Nel capitolo 50 del manga (corrispondente all’episodio 12 della seconda stagione di Attack on Titan) Mikasa tenta di baciare Eren che, però, si scansa dicendo alla ragazza di aver reagito in questo modo per proteggerla. Originariamente, però, nel manga c’è stato davvero un bacio tra Eren e Mikasa, scena poi eliminata da parte di Isayama in una revisione successiva del suo lavoro prima della pubblicazione ufficiale perché gli provocava molto imbarazzo.

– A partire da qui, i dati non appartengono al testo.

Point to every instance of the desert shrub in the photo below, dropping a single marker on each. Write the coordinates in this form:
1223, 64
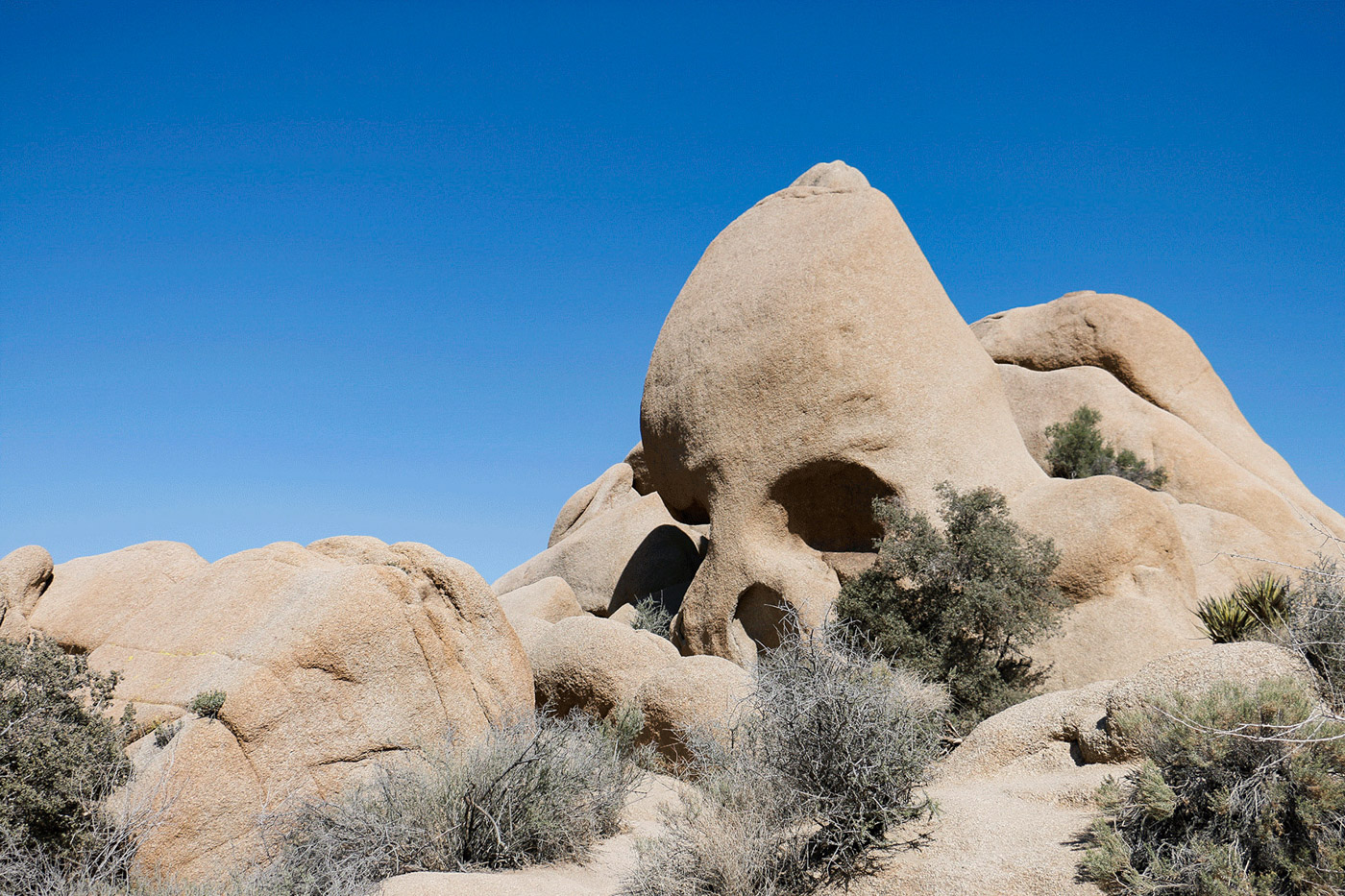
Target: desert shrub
208, 704
958, 606
1254, 610
541, 790
1240, 792
824, 763
652, 615
1315, 626
1076, 451
60, 757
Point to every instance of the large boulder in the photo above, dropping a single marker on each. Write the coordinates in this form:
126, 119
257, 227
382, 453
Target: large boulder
595, 665
1159, 362
693, 697
811, 363
611, 490
1220, 507
547, 599
91, 596
331, 657
1123, 566
24, 576
629, 549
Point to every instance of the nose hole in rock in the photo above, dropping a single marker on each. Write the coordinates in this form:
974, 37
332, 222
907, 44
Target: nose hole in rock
662, 567
766, 618
829, 505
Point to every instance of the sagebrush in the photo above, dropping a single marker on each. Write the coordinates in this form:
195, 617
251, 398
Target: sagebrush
961, 606
1240, 792
60, 757
1076, 449
824, 763
538, 790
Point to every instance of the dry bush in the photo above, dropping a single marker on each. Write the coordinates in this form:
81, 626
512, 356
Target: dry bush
823, 764
541, 790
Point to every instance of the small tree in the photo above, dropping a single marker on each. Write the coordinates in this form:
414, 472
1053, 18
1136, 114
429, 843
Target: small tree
60, 757
959, 606
1079, 451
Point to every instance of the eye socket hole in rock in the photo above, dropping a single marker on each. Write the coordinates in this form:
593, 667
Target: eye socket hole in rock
764, 617
829, 505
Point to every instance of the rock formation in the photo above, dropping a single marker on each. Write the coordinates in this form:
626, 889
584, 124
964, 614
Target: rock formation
331, 657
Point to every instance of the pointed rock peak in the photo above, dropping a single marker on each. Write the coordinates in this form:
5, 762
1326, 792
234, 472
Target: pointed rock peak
834, 177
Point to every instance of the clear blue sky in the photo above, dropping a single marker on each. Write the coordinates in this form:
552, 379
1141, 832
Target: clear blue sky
288, 271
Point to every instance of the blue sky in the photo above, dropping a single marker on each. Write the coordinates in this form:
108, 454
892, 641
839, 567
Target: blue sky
288, 271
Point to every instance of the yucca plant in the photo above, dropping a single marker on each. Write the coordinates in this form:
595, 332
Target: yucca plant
1266, 597
1260, 604
1226, 619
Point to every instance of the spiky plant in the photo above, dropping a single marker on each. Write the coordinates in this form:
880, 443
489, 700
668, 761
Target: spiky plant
1266, 597
1226, 619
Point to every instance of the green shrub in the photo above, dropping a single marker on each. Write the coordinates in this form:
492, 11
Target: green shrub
651, 615
1076, 451
1254, 610
959, 606
208, 704
1315, 626
1239, 792
535, 791
60, 757
826, 762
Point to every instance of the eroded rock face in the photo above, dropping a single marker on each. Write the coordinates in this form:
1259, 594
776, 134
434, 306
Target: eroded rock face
24, 576
811, 363
612, 546
1159, 362
331, 655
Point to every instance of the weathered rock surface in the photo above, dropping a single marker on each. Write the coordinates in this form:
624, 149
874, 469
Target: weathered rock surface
695, 695
548, 599
596, 665
627, 550
811, 363
1153, 358
331, 655
611, 490
90, 596
1125, 566
24, 576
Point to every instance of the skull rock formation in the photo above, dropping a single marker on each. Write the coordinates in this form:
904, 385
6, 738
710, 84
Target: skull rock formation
612, 545
811, 363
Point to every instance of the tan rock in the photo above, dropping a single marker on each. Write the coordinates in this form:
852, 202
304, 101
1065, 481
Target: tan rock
331, 657
1221, 510
90, 596
1157, 361
1194, 670
608, 492
692, 697
641, 470
622, 554
1126, 568
596, 665
1038, 735
24, 574
530, 633
811, 363
549, 599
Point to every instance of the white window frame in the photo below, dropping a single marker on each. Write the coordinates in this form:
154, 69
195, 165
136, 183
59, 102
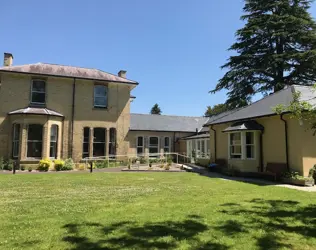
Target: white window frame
41, 92
150, 146
243, 154
142, 147
98, 96
16, 141
164, 146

9 – Il destino di Sasha, aka potato girl

Inizialmente Sasha, conosciuta come “potato girl”, ovvero ragazza patata, sarebbe dovuta morire nel capitolo 36 del manga in una scena brutale e cruenta. Tuttavia quando l’editor lesse la bozza di questo capitolo fu così deluso e scosso dalla cosa che convinse Isayama a ritornare sui suoi passi, rinunciando alla morte di Sasha e regalandoci uno dei personaggi più amati dai fan.

10 – L’Attacco dei Giganti senza il Movimento Tridimensionale

Nel pilot del manga, o se vogliamo dire all’interno del capitolo “0”, il dispositivo di manovra tridimensionale non esisteva. I soldati dei corpi armati di Paradis combattevano i giganti a piedi o a cavallo utilizzando solo le spade.